Another part of the Deep web is Dark web. It is a subset of the Deep Web that is not only not indexed, but that also requires something special to be able to access it. The Dark Web is a term that refers specifically to a collection of websites that are publicly visible, but hide the IP addresses of the servers that run them.The Dark Web often sits on top of additional sub-networks, such as Tor, I2P, and Freenet, and is often associated with criminal activity of various degrees, including buying and selling drugs, pornography, gambling, etc.

Almost all sites on the so-called Dark Web hide their identity using the Tor encryption tool. You may know Tor for its end-user-hiding properties. You can use Tor to hide your identity, and spoof your location. When a website is run through Tor it has much the same effect.

Indeed, it multiplies the effect. To visit a site on the Dark Web that is using Tor encryption, the web user needs to be using Tor. Just as the end user's IP is bounced through several layers of encryption to appear to be at another IP address on the Tor network, so is that of the website. So there are several layers of magnitude more secrecy than the already secret act of using Tor to visit a website on the open internet.

Not all Dark Web sites use Tor. Some use similar services such as I2P - indeed the all new Silk Road Reloaded uses this service. But the principle remains the same. The visitor has to use the same encryption tool as the site and - crucially - know where to find the site, in order to type in the URL and visit.

Common Dark Web resource types are media distribution, with emphasis on specialized and particular interests, and exchanges where you can purchase illegal goods or services. These types of sites frequently require that one contribute before using, which both keeps the resource alive with new content and also helps assure (for illegal content sites) that everyone there shares a bond of mutual guilt that helps reduce the chances that anyone will report the site to the authorities.

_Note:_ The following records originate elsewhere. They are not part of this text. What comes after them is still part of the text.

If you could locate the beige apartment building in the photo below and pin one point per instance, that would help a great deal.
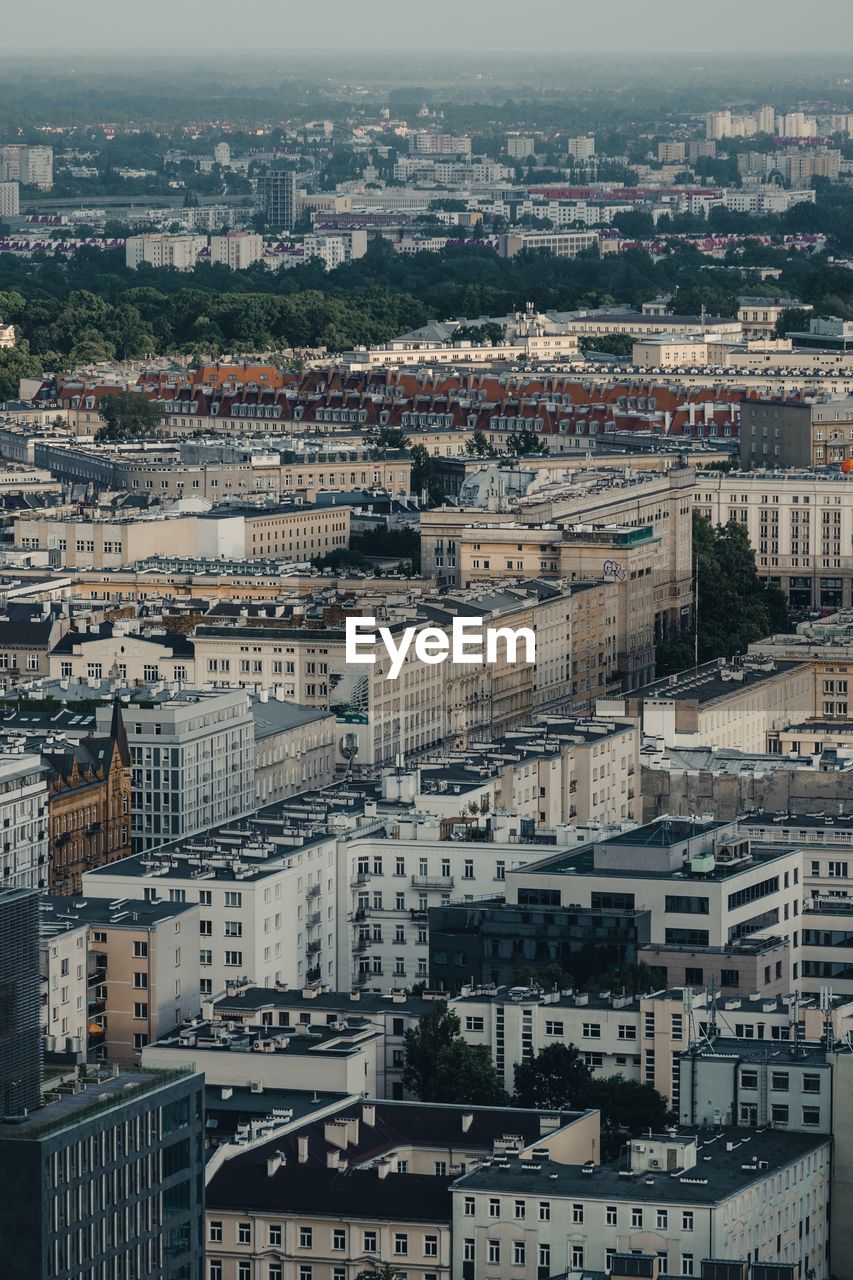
(799, 524)
(661, 502)
(796, 433)
(142, 969)
(721, 705)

The Tor Browser is the main application for accessing the dark web. Tor stands for The Onion Router - the onion metaphor indicates the layers of security that work to conceal a user's location, and the browser enables you to access hidden web sites with the .onion domain suffix. It can also be used to browse the surface web anonymously. Moore & Rid's research suggests that the dark web accounts for only 3 to 6 percent of Tor traffic, with the vast majority of users choosing to use Tor for privacy reasons.


The deep web is a fascinating and often misunderstood part of the internet. While it can be a source of valuable information and resources, it's important to be aware of the risks and dangers involved before venturing into its depths. As technology continues to evolve, the deep web is likely to become increasingly important, and understanding it will be essential for navigating the future of the internet.